ただね、学生の皆さん、準備というものは「この質問に対してはこう答えよう」という一問一答式で考えてもうまくいかない。
自分の根底にある考え方や信念、こういうものを言葉にしておくと何を聞かれても大丈夫になるものだよ。
自分の芯に気づき、言葉で表現できるようにしておけ、ということね。
そして「自分はこういう人間です!」いうオーラをまとえ、ってこと。
「そんなの無理」なんて思った?
でも大丈夫。
それが理論だよ。
芯は自分の中に既にあるもの。
だから「作れ」ではなく、「気づけ」なんだよ。
ただ学生さんにとって一番難しいのはココだよね。
実際にこれまでたくさんの指導をしてきてそれはすごく感じるし、共感できる。
でもちゃんと理論を理解すれば大丈夫。
そこまで行き着いて、初めて本当の意味の翻訳と言っていいと思う。
この理論については次回に書く。
最後に。
今回のテーマは、
「採用・就活は理論」
採用する側(企業)、採用される側(学生)、両者に理論が必要だと思う。
今回の例で言えば、上記の[A]を[B]へ言葉として翻訳(直訳)するところまでは採用する側(企業)でやっていいんじゃないかな。

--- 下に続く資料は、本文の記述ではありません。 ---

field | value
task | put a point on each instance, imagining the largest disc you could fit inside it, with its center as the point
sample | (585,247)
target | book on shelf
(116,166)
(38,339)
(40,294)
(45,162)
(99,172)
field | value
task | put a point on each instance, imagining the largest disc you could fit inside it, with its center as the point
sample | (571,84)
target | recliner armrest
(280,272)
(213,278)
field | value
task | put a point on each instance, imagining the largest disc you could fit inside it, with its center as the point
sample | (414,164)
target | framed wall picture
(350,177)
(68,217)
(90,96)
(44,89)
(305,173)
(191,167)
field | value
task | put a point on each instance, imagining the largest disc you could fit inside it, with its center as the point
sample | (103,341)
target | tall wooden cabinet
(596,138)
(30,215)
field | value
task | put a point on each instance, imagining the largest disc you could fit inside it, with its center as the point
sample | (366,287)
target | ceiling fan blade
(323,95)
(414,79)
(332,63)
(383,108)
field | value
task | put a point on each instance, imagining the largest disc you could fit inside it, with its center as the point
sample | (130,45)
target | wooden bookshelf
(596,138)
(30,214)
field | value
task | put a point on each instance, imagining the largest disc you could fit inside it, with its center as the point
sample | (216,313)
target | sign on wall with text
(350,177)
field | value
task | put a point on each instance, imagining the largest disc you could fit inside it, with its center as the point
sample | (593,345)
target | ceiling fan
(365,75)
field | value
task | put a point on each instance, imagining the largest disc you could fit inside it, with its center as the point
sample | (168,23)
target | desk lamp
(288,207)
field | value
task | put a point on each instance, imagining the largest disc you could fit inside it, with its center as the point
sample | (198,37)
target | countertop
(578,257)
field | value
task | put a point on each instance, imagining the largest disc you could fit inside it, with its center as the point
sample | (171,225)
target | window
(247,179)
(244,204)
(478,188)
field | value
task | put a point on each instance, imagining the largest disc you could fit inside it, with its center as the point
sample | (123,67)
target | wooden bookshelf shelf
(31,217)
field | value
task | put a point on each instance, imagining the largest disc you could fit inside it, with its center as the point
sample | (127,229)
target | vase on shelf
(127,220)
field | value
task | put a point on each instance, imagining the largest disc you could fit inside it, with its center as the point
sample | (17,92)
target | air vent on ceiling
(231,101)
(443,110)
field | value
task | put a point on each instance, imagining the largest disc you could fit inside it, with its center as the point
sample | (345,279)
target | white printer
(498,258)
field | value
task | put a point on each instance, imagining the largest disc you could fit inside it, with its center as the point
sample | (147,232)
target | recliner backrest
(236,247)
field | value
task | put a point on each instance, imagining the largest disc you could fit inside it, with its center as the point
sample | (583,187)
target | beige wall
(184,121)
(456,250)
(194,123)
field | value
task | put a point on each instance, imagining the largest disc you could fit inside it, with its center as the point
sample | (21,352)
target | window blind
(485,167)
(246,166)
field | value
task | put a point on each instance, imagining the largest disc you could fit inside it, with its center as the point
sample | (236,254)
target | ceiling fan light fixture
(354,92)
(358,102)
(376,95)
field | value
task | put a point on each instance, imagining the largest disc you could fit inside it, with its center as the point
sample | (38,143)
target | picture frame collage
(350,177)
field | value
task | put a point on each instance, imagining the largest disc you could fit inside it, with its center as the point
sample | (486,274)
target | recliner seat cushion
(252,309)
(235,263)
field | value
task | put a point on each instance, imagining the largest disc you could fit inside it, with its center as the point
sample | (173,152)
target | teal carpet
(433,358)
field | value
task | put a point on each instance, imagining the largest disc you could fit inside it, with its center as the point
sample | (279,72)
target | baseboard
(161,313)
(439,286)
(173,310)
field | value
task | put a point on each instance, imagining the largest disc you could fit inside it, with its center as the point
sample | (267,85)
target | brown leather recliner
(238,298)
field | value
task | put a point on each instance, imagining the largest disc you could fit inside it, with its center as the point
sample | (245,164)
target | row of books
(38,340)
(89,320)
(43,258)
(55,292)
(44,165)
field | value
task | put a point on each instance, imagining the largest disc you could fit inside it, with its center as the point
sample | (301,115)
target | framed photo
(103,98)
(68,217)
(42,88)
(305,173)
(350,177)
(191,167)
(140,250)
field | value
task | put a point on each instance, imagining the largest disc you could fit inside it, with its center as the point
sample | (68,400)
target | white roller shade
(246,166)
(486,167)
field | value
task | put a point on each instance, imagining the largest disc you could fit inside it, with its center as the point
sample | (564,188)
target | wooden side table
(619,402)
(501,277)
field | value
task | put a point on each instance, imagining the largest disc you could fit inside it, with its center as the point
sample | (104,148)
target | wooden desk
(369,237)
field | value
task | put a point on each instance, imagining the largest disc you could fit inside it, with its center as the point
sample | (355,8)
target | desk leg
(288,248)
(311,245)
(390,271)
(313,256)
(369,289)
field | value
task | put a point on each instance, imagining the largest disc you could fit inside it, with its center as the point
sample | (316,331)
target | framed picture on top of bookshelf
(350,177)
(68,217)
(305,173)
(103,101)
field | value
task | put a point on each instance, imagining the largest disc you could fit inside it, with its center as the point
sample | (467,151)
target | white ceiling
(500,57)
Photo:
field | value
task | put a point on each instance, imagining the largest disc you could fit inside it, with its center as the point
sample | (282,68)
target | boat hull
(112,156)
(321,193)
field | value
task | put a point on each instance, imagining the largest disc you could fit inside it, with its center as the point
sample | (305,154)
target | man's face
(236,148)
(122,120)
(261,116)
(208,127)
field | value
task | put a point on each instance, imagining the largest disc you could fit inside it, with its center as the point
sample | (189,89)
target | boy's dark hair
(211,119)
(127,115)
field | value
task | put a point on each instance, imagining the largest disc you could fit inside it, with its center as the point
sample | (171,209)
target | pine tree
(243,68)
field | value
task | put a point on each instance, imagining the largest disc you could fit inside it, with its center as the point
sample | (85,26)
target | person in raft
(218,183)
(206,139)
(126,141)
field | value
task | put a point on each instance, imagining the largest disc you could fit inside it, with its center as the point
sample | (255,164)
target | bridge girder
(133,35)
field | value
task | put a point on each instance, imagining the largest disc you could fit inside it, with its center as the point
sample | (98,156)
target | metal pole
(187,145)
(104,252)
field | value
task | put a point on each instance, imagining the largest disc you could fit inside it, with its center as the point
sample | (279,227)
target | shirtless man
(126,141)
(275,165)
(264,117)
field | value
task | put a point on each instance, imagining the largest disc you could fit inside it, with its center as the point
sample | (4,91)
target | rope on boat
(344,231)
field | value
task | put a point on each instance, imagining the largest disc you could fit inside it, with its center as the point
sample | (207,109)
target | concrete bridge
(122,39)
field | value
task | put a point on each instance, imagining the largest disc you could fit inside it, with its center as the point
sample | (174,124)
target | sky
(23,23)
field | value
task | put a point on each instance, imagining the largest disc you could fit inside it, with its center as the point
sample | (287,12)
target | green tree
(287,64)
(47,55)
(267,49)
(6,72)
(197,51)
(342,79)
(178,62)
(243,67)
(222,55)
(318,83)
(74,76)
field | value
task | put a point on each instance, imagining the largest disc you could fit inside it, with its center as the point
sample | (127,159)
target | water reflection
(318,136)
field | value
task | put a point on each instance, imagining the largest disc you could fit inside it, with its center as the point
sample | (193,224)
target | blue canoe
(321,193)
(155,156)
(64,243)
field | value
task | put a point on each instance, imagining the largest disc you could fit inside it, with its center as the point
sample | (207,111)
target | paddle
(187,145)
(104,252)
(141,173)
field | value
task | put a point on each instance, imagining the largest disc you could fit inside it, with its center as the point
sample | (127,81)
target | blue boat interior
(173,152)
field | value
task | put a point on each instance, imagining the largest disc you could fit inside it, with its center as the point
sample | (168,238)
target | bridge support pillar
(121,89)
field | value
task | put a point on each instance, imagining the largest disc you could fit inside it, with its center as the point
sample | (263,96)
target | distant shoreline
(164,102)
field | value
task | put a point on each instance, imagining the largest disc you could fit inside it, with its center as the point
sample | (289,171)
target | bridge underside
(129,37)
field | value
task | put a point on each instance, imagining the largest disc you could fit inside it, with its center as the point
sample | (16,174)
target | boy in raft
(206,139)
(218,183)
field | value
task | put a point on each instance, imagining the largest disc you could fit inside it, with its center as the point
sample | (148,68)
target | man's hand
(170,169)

さらには、[B]をいっぺんに質問するのではなく、一つ一つ分けて聞くと学生にとっては分かりやすくて混乱を招かない。
これが採用する側(企業)の理論。
そして、[B]に対する回答を準備するのは学生側に必要なこと。
それを採用する側(企業)が理解できるように翻訳して話せる状態にまでしておくこと、これが準備。
これこそが採用される側(学生)の理論。
共通言語を開発するには、まずこれらの理論を明確にしておく必要がありそう。